Friday, February 19, 2016

Misunderstanding how China thinks about its own transition

According to this article, China's continued use of heavy monetary and fiscal intervention to shore up its economy is the best evidence that its economy has already failed. Other than relying too much on the old argument that Beijing is effectively making up its growth figures, it betrays a fundamental misunderstanding of how China actually thinks about its own transition.

The crux of the argument is as follows:
Instead, it seems as if China is using Keynesian economic tools in an entirely appropriate way: to prop up a failing economy. The only missing element in this equation is an open admission by the Chinese government that its economy really is failing. But if the economy is succeeding, China's current economic policies make no sense.
In the first place, the old growth model based on investment and exports has only "failed" in the sense that it grew bigger and ran longer than it should have. From Beijing's point of view (and indeed the whole world's), it was in fact a stupendous success - so much so that this itself reached the brink of becoming a "failure."

The transition China is trying to make now is not to undo a past failure, but to move on before the deadweight of staled "success" becomes a true failure indeed.

Secondly, whatever "failure" threatens China is not seen as the fault of the central government per se: rather, it was the inability of the central government to rein in the misallocation of capital and economic resources at the provincial, municipal, and local levels under the previous generation of leadership, which was hampered by a weakness of central party and state authority under Hu Jintao on account of a decade-long power struggle with his predecessor Jiang Zemin. Jiang's "Shanghai clique" had leveraged the massive crisis-response stimulus of 2009 to deliberately devolve economic decision-making to the provinces, localities, and segments of the state-owned enterprise (SOE) system. (It has been suggested, too, that Jiang patronized the princeling Bo Xilai, disgraced ex-party secretary of Chongqing, as Hu's successor in lieu of the favored Xi Jinping.)
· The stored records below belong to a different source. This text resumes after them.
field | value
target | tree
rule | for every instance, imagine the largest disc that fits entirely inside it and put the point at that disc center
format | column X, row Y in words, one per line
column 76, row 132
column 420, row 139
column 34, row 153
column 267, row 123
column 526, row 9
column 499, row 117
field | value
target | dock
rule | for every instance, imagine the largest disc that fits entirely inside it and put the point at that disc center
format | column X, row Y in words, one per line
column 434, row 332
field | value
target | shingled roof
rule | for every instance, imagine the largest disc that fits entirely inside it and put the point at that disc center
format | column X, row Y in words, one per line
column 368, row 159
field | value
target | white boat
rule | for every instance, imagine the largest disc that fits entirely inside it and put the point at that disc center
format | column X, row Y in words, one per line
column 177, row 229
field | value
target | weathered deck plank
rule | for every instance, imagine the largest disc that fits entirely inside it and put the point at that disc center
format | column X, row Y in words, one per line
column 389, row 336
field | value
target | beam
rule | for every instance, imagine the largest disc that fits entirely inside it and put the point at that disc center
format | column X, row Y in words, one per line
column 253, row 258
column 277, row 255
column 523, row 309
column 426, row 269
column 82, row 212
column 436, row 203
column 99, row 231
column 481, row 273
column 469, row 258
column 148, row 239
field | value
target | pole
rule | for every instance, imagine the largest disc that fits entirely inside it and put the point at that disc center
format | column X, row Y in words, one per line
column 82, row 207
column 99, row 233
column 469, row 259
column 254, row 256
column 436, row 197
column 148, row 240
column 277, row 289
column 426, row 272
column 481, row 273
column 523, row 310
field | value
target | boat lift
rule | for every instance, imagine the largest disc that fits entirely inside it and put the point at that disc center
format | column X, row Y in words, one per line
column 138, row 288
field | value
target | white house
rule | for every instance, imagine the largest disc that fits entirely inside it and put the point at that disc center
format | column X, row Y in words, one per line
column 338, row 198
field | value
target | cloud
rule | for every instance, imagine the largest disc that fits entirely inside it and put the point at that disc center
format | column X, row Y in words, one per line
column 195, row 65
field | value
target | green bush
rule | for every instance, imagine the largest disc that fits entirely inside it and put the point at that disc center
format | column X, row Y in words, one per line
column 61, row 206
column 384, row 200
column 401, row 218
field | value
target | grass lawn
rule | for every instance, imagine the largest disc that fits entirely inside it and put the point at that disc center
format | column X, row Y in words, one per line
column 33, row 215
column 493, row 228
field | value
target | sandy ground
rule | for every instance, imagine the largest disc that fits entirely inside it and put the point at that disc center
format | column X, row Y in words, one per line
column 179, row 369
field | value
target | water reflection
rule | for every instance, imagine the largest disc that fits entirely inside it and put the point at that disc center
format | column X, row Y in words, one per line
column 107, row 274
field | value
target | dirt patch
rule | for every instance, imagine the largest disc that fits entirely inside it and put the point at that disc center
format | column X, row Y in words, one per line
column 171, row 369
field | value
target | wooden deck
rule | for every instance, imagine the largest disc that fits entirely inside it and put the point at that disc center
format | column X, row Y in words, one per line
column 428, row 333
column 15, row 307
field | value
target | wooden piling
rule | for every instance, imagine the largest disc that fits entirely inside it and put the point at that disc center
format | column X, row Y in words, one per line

As of today, however, the center seems to have reversed this decline in its efficacy. In 2015 Xi Jinping's anti-corruption campaign has apparently become a permanent, institutionalized party and state function nationwide; the merger and consolidation of redundant SOEs was accelerated, bolstering a more centralized supervision of the state-run economy; through such methods as new bond issuance by the central bank (PBOC) to local governments and appropriation of local budgets in troubled areas, Beijing began a process of financial and fiscal reconsolidation; to top it off, 2016 began with a long-awaited overhaul of the PLA, dissolving the disjointed, even centrifugal structure of semi-autonomous military regions, replacing this with a more streamlined and centralized top-down command structure.

Rather than simply too much control, regulation, or intervention, Xi and co. believe China suffers from too patchy, too inconsistent or self-contradictory, or even too little of it. And while their long-term goal is clearly stated to be as little regulation as possible - i.e. give "market forces" a decisive role in the economy - they firmly think that China can only get there with more intensive party and state direction in the near term - specifically, more cohesive execution of the center's policies by its constituent parts.

Whether or not they're right is the Great Question of our time - and this blog is devoted to following the course of events that will answer it. But as far as they're concerned, right now, China has most certainly not "failed" - and that's why they feel no need to admit it.

(It's also useful to keep things in perspective. This report, cited by the above article as proof that consumer confidence in China is collapsing, still shows figures that are probably enviable by comparison with the world as a whole. Indeed, it cites that disposable income and consumer spending grew by 7.4 and 11 percent respectively in 2015 - that's not an economy on the verge of recession, and it's actually initial proof that the new government "stimulus" focused on consumption, launched mid-2015, is already working. The effect is particularly pronounced in the auto market: auto sales grew nearly 8 percent in January, an impressive clip for the world's largest vehicle market, and continuing a rebound since October.)